Alice-Azania Jarvis: 'It's time to walk the walk and get into sitting-room aerobics'

In The Red

So! Lots of emails about last week's column – thank you. For those who missed it, I have been facing yet another exercise-related spending predicament. Basically, I've injured my back and have had to give up running and cycling as a result. In other words, all free forms of exercise.

Despite plenty of recommendations to go to a physio, I have to say I'm yet to be convinced. Surely a few weeks' rest will do the trick?
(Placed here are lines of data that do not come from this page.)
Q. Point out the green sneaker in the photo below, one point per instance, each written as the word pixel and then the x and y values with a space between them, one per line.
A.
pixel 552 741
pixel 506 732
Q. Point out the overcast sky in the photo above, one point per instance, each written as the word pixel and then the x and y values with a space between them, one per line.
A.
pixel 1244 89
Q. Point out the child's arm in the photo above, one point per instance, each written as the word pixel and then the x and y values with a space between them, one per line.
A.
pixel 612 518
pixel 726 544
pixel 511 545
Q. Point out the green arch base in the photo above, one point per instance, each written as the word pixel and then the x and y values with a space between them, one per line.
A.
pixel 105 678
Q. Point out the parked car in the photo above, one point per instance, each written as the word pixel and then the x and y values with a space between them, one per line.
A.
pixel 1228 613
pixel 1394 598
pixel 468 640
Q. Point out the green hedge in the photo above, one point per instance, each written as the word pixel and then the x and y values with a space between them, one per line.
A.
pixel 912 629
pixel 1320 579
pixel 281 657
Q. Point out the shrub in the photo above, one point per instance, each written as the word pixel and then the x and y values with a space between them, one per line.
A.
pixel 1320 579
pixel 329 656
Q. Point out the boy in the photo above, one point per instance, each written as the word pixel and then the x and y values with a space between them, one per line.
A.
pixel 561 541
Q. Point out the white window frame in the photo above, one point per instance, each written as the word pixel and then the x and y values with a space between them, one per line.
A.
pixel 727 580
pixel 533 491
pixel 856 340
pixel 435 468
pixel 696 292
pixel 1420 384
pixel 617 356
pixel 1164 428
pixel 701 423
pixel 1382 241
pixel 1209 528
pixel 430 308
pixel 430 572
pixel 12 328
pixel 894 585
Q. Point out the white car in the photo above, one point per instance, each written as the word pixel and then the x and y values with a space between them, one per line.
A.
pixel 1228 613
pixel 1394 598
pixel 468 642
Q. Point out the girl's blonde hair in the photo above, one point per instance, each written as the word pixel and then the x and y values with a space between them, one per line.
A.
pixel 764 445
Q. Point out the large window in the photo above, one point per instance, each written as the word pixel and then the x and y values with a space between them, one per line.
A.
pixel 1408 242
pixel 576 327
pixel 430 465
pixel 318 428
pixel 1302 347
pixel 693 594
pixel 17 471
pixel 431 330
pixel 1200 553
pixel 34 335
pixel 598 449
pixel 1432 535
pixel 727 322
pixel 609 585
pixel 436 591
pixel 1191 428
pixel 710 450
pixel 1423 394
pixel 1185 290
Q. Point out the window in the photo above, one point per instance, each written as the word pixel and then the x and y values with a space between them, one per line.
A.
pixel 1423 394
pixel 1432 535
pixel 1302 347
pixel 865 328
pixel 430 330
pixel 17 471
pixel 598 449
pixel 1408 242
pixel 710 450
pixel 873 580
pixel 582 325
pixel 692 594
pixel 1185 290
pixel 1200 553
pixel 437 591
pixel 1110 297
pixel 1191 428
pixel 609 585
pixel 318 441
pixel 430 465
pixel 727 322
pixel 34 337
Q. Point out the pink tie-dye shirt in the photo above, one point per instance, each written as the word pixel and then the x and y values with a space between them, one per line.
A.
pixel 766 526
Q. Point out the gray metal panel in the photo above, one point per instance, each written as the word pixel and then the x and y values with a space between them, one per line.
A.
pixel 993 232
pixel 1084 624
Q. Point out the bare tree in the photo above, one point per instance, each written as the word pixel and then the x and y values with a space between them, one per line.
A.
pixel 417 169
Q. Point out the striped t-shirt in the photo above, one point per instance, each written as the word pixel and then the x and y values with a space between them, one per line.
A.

True, I'm rather concerned about the way in which this will set back my marathon training but, surprise, surprise, not enough to want to part with £40. After all, for that amount, I could join a gym for a month.

Instead, I've come up with a two-part solution. The first, suggested by a friend who will, upon request, remain unnamed, is rather less dignified than the second. She has lent me her comprehensive collection of exercise DVDs.

This isn't, in truth, my first experiment with sitting-room aerobics. As part of my post-Christmas fitness drive I bought several best-sellers, none of which, I'm ashamed to say, have come to much use. The problem was that they were just so complicated. No sooner had I pressed play than I was hit with a barrage of fist-pumping music and complicated dance steps.

My friend, however, chose rather more wisely than me, sticking mainly to the TV presenter-turned- fitness guru genre that is geared, I suppose, at uncoordinated novices like myself. The result is considerably more satisfactory: the routines are manageable, they don't necessitate too much back-breaking moving and shaking, but they still feel like exercise. True, I look like a moron to those passers-by lucky enough to get a glimpse of my pre-work, half-asleep self punching the air – but that is a small price to pay.

The second part of my strategy is rather more sedate. It involves long, genteel walks with my iPod. They don't exactly get my pulse racing, but at least I know I'm getting some exercise – not to mention time to think. The trick, I find, to getting into the habit is to imagine myself as some Jane Austen-like heroine walking on the moor. This requires considerable imaginative skills when the real location is the chicken bone-strewn streets of Bethnal Green, but is rather helped by the presence of the Regent's Canal.

Neither form of exercise, it has to be said, provides quite the same satisfying sense of athleticism as running but, as they say, needs must. So if you feel like a bit of a giggle at half-six in the morning, why not head to east London? You might just catch sight of me pulling some shapes.